2016.03.03

賞金女王に最も近い日本人プレーヤー、渡邉彩香が「目指す場所」

  • 佐藤 俊●取材・文 text by Sato Shun
  • 佐野美樹●撮影 photo by Sano Miki

 2014年は初優勝、2015年は複数回優勝が目標で、ともに達成することができました。各部門のスタッツも、毎年よくなっています。今年も目標を達成するために、課題をひとつひとつクリアして、前年よりも数字を落とさないようにしていきたい。そうやって、毎年目標に立てたことをやり遂げて成長していけば、いつかは賞金女王にたどりつくと思っています」

 2年前のインタビューで彼女は、将来の夢は「東京五輪で金メダルを獲ること」という話をしてくれたが、その前に今年、リオデジャネイロ五輪出場の可能性もある。それについては、どう考えているのだろうか。

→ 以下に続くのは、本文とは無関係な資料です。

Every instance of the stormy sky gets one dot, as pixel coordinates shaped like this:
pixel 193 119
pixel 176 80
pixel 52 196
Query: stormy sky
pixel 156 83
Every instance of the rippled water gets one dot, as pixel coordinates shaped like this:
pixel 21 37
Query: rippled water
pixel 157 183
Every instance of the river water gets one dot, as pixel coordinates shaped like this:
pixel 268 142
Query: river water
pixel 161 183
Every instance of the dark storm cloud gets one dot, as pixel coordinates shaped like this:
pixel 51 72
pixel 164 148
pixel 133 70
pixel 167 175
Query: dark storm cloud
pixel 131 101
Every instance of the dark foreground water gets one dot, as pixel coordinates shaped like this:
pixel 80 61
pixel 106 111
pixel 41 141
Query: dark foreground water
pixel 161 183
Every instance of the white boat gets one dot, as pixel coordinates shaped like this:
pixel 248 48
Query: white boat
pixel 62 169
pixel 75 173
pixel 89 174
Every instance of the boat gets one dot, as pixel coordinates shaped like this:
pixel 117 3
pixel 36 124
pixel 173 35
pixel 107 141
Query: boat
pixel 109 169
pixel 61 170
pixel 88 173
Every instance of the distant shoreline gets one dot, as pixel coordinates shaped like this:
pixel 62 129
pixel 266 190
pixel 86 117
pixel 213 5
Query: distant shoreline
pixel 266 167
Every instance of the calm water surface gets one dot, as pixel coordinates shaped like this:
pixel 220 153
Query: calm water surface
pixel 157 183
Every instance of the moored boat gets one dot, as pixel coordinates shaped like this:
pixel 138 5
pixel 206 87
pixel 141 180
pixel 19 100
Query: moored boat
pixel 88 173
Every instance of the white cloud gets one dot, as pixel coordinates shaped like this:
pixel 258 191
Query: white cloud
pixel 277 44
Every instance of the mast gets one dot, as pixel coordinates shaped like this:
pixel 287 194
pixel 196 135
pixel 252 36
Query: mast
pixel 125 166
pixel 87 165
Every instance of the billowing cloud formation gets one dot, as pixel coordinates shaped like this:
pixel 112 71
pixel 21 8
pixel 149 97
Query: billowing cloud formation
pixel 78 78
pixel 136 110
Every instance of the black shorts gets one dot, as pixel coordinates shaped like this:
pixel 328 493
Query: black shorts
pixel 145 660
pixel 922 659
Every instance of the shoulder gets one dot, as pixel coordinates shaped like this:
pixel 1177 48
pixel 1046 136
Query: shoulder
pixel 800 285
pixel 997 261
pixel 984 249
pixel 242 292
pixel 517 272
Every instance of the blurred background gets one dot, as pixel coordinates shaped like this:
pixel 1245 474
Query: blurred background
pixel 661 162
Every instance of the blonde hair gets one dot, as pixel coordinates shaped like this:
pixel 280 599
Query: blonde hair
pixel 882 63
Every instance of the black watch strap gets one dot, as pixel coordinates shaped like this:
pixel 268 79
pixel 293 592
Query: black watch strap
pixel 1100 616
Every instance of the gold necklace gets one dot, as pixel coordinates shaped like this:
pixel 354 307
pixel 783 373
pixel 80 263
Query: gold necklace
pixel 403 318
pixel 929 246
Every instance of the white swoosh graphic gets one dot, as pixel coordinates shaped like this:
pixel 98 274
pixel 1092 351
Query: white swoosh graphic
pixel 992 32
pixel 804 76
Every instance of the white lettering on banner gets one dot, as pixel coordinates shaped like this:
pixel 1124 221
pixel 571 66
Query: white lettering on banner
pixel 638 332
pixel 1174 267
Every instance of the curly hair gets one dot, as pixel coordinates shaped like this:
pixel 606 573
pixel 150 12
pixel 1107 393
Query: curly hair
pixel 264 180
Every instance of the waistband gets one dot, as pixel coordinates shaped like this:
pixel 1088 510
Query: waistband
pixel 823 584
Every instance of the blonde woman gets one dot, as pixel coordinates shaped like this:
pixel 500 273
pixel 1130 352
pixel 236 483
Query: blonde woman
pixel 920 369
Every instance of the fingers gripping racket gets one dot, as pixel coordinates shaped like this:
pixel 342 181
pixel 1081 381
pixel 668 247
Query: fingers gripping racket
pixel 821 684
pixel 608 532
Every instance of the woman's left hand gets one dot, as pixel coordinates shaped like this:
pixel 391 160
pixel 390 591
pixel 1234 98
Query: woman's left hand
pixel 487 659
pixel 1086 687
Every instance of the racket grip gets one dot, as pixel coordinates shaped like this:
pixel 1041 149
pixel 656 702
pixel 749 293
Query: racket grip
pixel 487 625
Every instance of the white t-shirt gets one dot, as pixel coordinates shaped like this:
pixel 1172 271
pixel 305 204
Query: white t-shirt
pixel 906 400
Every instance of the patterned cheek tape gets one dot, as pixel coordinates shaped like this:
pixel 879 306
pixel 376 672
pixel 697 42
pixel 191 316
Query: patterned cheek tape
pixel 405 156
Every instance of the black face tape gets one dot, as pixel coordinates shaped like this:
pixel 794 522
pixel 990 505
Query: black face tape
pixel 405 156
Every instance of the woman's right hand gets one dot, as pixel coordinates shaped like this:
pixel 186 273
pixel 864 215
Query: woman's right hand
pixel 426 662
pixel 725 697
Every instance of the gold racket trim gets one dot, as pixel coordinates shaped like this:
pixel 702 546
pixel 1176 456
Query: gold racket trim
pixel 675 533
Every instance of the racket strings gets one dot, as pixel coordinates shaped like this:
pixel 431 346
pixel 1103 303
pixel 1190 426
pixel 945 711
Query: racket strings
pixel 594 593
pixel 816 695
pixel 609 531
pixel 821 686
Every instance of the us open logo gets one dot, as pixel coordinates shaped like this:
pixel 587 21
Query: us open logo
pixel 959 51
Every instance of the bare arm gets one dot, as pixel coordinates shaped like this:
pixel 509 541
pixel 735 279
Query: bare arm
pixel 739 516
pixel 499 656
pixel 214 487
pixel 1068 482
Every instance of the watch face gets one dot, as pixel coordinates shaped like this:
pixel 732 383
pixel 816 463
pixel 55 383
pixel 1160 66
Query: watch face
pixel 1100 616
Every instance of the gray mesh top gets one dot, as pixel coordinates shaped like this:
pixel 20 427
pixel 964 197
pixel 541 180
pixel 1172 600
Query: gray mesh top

「う~ん……、行きたい気持ちはありますが、(出場資格を得る)世界ランキングを上げるには、海外に出て行って、そこで結果を出さないといけないですし、前半戦をそのためだけに力を注ぐというのも、あまり現実的ではないですよね。今年はまず、メジャー大会で勝つことだなって自分の中で思っていますし、賞金女王という大きな目標もありますから……。リオ五輪のことだけを考えてプレーするのは難しいかな、と思っています」
※リオ五輪の出場資格は、7月11日時点の世界ランキング上位15名(各国最大4名まで)の選手。16位以下は、1カ国2名が上限。現状、日本の女子選手の場合、日本人選手の中で世界ランキング上位2番目以内に入ることが条件となる。3月1日現在、渡邉の世界ランキングは61位で、日本人選手の中では、38位=宮里美香、42位=大山志保、43位=野村敏京、59位=上田桃子に次いで5番目。

 渡邉は、少し困った表情を浮かべた。今季も結果を出して、来季のシード権を得ることが最優先となる。そのうえで、メジャー優勝の目標も掲げている以上、軽々しく「リオ五輪に挑戦する」とも言えないのだろう。